Quand la biodiversité est réduite à la biomasse, le climat est mûr pour la biopiraterie

Pat Mooney

10 / 2010

Les nouvelles technologies cartographiques facilitent la récolte de données sur la biodiversité, et par là facilitent en même temps la biopiraterie et les abus de propriété intellectuelle au détriment des communautés indigènes. « De nouvelles formes de biopiraterie et de nouvelles stratégies visant au contrôle de la biomasse pourraient signifier une régression de leurs droits, de leurs avantages et de la justice pour les peuples indigènes », écrit Pat Mooney.
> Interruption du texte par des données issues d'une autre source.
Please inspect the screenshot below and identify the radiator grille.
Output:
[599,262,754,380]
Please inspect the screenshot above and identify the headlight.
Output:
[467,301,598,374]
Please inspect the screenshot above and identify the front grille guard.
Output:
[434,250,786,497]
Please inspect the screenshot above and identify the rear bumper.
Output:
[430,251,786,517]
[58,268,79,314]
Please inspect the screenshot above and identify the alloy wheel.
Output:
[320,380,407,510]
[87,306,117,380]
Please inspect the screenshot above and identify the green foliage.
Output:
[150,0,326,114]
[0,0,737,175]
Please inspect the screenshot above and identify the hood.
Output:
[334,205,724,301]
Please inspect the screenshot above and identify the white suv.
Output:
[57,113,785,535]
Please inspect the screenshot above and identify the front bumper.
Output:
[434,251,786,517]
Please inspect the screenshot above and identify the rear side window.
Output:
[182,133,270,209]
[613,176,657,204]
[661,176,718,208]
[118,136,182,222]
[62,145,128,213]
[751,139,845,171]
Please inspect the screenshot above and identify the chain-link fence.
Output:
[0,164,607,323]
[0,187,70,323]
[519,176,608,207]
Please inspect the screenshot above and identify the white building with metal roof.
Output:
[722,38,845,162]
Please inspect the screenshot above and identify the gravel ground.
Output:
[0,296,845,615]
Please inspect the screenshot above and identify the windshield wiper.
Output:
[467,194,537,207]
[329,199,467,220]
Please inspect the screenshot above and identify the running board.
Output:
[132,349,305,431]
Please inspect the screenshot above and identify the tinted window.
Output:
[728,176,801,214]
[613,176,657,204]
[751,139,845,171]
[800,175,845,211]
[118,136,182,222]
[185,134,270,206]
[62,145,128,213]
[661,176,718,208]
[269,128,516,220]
Lors que la Convention de l’ONU sur la diversité biologique (CDB) fut adoptée lors du Sommet de la Terre de Rio en 1992, nous avons créé le terme de « biopiraterie » pour souligner que ce traité représentait le plus important accaparement de savoirs et de ressources souveraines indigènes depuis 500 ans. Même s’il prétendait consacrer l’autorité des nations sur la biodiversité localisée au sein des frontières d’un pays et créer un espace modeste (quoique bienvenu) de participation pour les communautés indigènes et locales, l’impact de fait de la CDB était aussi de sanctionner le fait que toute la biodiversité (gènes et espèces) piratée par les puissances coloniales avant 1992 et conservée dans les zoos, herbiers, jardins botaniques et banques de gènes devenait ipso facto propriété légale des colonisateurs.

En un instant d’aveuglement, toute la biodiversité qui avait été collectée (et étudiée, et considérée comme ayant une valeur) devint l’héritage des voleurs, laissant aux peuples indigènes et aux gouvernements postcoloniaux toute la biodiversité restante non collectée et de valeur inconnue. Ce fut présenté comme une grande victoire pour le peuple.
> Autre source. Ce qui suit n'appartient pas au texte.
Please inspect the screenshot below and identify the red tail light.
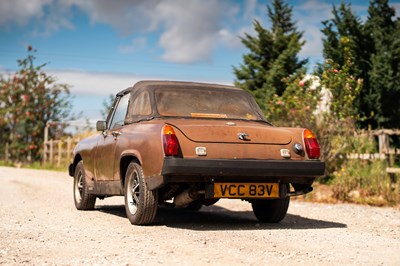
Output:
[162,125,179,156]
[303,129,321,159]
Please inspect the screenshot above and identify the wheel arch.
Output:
[119,154,141,188]
[68,153,83,176]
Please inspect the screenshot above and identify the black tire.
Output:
[124,162,158,225]
[73,161,96,211]
[251,197,290,223]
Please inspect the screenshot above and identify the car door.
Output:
[96,93,130,181]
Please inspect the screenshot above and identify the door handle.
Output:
[111,131,121,138]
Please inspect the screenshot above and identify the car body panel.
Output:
[69,81,325,202]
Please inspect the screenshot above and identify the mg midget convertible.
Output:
[69,81,325,225]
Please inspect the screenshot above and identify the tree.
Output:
[322,0,400,128]
[233,0,307,110]
[266,38,362,176]
[0,46,71,162]
[365,0,400,128]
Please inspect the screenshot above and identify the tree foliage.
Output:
[322,0,400,128]
[266,38,362,176]
[233,0,307,110]
[0,46,71,162]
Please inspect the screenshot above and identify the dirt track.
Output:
[0,167,400,265]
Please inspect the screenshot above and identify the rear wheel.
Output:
[74,161,96,210]
[124,162,158,225]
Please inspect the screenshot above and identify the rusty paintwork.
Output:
[70,81,324,224]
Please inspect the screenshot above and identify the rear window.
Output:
[155,88,262,120]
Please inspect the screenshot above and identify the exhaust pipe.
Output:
[286,186,313,197]
[174,188,204,208]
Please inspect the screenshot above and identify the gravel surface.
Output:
[0,167,400,265]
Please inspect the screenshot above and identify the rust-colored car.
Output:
[69,81,325,224]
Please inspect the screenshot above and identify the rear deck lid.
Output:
[171,120,292,145]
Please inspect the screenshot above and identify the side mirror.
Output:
[96,121,107,131]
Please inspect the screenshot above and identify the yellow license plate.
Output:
[214,183,279,198]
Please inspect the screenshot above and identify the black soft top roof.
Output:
[117,80,243,95]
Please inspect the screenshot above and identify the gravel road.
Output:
[0,167,400,265]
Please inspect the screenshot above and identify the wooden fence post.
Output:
[49,139,54,164]
[57,140,62,167]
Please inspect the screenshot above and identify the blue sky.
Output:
[0,0,400,125]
Au cours des 18 années qui se sont écoulées depuis, les peuples indigènes et les gouvernements du Sud ont mené un combat difficile pour faire accepter une forme ou un autre d’accord « d’accès et de partage des bénéfices » qui soit à la fois équitable et financièrement avantageux. Certains pensent sur l’objectif est à portée de main, tandis que d’autres craignent qu’il ne soit en train de nous échapper – dépassé par de nouvelles tactiques et de nouvelles technologies.

De même que la Convention de 1992 imposait une amnésie gouvernementale de masse revenant à effacer l’histoire, les développements récents dans le cadre de la CDB et du programme dit de « Réduction des émissions liées à la déforestation et à la dégradation des forêts » (REDD+) de la Convention cadre des Nations unies sur le changement climatique (CCNUC) pourraient permettre à de nouvelles technologies de commercialiser la biodiversité n’ayant pas encore été marchandisée, ouvrant ainsi la voie à une nouvelle vague de pillage des territoires des paysans et des peuples indigènes. Par exemple, jusqu’à aujourd’hui, les forêts n’ont pas été considérées comme des « puits de carbone » dans le cadre du Mécanisme de développement propre de la CCNUCC, en raison, entre autres, de la difficulté à quantifier le dioxyde de carbone qu’elles absorbent. De nouvelles technologies, parmi lesquelles la surveillance par satellite, sont capables de détecter les changements dans la biomasse des forêts. La mise en Ĺ“uvre de ces technologies mènera immanquablement à une surveillance accrue non seulement des « arbres », mais aussi de forêts entières et des peuples indigènes qui y vivent. En outre, les technologies digitales et génomiques permettront de mettre en ligne la biodiversité restante sur Internet, où elle pourra être modifiée et monopolisée par quiconque sera doté de la prouesse technologique suffisante. Une fois cette digitalisation menée à bien, la biodiversité vivante pourrait perdre toute valeur commerciale, et les terres affectées à des activités plus profitables, au service de la nouvelle économie des glucides.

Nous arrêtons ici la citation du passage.